May and June are also the prime months for some exceptional mayfly hatches, but caddis are perhaps the most reliable bugs to imitate. Caddis dries will successfully catch fish from late April through June on most trout waters and the Cutters caddis is one of the best patterns out there. The thinner body and sharply angled stacked elk/deer hair at the head makes for an extremely buoyant fly to fish in the roughest of water.
Rainbow Warriors don’t imitate any specific insect in particular but turn heads because of its flash. Few hatches are as important as the midge hatch. These tiny insects hatch every day no matter the weather. We love dropping this small fly off the back of a hopper or large parachute pattern.
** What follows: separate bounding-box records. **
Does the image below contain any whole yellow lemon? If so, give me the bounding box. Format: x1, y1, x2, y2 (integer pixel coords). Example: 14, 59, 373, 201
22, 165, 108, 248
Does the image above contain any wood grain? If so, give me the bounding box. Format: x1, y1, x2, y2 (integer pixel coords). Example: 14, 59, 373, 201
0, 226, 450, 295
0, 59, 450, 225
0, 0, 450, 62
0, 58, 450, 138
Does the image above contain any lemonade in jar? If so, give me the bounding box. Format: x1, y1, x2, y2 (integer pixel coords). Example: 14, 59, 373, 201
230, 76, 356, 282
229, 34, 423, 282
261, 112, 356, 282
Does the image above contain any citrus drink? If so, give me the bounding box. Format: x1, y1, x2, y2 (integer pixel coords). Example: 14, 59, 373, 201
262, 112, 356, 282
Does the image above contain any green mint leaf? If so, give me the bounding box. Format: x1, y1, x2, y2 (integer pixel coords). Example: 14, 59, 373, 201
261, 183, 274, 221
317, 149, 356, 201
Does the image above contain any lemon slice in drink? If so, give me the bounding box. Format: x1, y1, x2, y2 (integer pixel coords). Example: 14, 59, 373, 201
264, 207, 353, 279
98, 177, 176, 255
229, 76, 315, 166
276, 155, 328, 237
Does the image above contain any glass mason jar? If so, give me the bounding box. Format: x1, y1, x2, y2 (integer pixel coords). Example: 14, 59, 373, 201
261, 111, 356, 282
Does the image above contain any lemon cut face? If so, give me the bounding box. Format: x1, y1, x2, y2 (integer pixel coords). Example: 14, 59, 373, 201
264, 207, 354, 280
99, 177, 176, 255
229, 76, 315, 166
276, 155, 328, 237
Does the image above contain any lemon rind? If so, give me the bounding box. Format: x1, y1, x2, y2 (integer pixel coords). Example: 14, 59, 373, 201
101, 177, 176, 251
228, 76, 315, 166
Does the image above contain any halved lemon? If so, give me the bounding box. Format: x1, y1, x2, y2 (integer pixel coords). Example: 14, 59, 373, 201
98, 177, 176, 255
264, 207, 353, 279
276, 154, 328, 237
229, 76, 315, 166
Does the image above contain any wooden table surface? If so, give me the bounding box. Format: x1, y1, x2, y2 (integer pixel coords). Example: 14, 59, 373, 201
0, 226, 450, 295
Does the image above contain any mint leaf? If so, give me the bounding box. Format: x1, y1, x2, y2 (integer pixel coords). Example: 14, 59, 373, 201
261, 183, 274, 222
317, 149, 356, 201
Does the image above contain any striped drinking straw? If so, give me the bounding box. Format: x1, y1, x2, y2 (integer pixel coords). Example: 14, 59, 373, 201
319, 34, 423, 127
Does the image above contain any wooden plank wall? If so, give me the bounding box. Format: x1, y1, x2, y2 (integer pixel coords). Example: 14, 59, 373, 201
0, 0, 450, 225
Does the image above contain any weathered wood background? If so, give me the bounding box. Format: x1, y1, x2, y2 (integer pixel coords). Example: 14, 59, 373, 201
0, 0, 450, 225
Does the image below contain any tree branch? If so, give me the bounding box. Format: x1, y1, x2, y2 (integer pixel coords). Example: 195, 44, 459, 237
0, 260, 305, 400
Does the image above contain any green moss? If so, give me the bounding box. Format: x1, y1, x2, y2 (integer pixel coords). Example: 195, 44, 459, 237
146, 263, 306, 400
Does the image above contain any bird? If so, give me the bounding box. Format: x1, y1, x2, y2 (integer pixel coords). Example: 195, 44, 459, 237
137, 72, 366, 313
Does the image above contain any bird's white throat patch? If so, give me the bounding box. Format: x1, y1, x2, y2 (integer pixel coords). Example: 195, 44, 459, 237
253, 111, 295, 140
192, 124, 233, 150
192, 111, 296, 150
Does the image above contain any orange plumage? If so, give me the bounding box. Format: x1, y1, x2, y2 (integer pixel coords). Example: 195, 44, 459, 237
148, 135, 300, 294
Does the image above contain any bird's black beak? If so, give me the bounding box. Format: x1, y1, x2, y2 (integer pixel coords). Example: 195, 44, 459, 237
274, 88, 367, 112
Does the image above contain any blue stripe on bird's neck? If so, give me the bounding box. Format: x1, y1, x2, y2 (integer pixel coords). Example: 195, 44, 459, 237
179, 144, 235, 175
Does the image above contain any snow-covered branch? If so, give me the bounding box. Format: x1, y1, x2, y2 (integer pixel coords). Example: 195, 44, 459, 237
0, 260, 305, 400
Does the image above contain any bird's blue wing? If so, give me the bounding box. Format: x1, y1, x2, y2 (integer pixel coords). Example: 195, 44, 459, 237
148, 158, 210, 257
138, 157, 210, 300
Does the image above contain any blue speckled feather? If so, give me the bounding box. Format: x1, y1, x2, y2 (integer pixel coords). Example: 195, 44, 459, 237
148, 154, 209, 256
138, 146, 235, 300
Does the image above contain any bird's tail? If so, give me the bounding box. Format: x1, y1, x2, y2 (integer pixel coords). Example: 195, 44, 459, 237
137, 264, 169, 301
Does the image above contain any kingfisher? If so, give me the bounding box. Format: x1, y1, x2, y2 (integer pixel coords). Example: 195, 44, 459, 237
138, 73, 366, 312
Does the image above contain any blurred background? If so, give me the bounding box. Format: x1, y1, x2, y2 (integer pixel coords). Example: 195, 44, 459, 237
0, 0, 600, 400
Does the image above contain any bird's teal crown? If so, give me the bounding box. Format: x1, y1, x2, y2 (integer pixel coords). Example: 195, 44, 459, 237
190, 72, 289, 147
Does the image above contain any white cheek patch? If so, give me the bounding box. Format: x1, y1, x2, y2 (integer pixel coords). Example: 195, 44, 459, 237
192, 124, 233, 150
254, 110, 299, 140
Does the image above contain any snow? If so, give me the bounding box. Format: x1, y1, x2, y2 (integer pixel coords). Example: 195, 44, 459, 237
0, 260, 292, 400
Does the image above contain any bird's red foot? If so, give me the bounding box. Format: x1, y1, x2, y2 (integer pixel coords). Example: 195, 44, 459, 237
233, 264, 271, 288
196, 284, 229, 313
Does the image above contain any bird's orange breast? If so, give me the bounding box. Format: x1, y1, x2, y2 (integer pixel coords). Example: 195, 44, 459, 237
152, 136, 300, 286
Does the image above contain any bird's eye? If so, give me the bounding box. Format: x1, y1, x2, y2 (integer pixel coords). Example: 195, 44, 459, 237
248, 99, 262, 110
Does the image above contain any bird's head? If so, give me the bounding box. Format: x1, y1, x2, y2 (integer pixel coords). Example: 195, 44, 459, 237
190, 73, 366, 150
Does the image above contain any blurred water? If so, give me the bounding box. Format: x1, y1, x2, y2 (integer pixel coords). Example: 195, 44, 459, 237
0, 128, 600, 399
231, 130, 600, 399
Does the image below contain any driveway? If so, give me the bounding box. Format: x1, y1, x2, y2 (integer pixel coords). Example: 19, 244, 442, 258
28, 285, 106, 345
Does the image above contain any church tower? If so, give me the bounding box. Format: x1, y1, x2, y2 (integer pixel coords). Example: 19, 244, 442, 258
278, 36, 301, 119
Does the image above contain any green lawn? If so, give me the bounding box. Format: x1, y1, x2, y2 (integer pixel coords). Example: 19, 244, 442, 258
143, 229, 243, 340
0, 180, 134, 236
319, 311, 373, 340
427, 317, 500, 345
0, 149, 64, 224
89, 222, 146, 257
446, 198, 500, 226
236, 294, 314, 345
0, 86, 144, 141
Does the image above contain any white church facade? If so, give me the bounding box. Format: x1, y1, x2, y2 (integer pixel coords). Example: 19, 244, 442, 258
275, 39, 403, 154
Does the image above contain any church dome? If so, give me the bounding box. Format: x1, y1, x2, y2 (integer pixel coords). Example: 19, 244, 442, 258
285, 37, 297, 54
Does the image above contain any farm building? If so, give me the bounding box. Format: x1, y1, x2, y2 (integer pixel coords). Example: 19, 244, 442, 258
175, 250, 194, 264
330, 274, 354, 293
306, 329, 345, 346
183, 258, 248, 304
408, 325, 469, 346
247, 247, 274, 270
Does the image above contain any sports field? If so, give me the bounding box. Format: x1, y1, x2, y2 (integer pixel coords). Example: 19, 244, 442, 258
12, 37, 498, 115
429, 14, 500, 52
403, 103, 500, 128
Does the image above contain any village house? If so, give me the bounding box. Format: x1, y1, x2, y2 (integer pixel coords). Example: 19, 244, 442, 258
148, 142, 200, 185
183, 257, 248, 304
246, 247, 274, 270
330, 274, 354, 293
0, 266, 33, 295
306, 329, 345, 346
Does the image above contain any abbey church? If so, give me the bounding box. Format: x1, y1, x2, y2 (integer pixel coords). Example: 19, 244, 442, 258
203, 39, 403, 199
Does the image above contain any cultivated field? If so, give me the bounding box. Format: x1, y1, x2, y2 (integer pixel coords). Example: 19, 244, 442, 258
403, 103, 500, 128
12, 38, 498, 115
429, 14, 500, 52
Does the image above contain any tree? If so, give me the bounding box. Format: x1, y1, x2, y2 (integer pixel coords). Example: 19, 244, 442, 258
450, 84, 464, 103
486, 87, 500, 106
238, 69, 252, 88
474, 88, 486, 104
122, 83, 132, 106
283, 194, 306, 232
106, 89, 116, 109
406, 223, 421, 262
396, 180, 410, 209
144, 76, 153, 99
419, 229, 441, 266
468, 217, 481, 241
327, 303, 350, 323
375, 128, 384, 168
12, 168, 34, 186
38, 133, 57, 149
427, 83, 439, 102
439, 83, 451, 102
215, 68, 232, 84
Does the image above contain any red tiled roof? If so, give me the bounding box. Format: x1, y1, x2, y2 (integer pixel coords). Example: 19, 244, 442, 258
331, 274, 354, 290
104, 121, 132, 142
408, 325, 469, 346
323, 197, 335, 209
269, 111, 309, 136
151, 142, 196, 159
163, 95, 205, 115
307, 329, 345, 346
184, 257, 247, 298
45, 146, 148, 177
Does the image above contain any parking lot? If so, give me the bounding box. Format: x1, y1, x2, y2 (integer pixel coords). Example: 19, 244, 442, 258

The Hi-Vis Parachute Adams is a classic mayfly imitation that has stood the test of time. The bright yellow and red post allows for high visibility in both low and bright light conditions. It truly is one of the best dry flies to use to prospect for trout.
The Hi-Vis Parachute Sulphur is great for sulphur hatches in the evenings and for later afternoon PMDs. The bright yellow and red post allows for high visibility in both low and bright light conditions.
This fly is an excellent choice for early summer trout. For those wanting to fish a multiple nymph rig, its weight and visibility make for a fantastic point fly. Anglers who are sick of nymphing and would prefer a dry-dropper setup will be well-served to have a few of these in their pack as well. While its size threatens to sink smaller, more delicate nymphs, the girdle bug works great as a dropper below a larger dry like a Chubby Chernobyl or hopper imitation.
Some think that streamers are only to be used in high water or during the chill of Autumn. That’s not the case! Big fish need to pack on the calories all year, making streamer flies worthy offerings during the early summer months when flows are high. The Shimmering Minnow perfectly imitates young of the year creek chubs that entice gnarly old brown trout from the depths.
Terrestrial season doesn’t have to wait until August to get underway. The minute hoppers start showing up the fish will key on them. Using a parachute hopper with a trailing nymph (say, a size #16 or #18 prince) is a productive way to probe new water in search of willing trout. Strikes will be just as violent in early summer as they will in a few more months!
These tungsten jig nymphs are ideal for fast water and deep runs. Fish these 12-inches below another fly of your choice. It’s an effective stonefly and mayfly imitation. Pair with heavier nymphs to target extremely deep pools with fast water or use a small indicator (or tight-line style) to tumble this attractor fly near the bottom.
Early summer is when fly fishers burn vacation days and schedule trips to their favorite trout waters. It’s the perfect blend of fishing conditions and productive catching. Make sure these four flies find their way into your box and be ready for some of the best trout fishing of the year!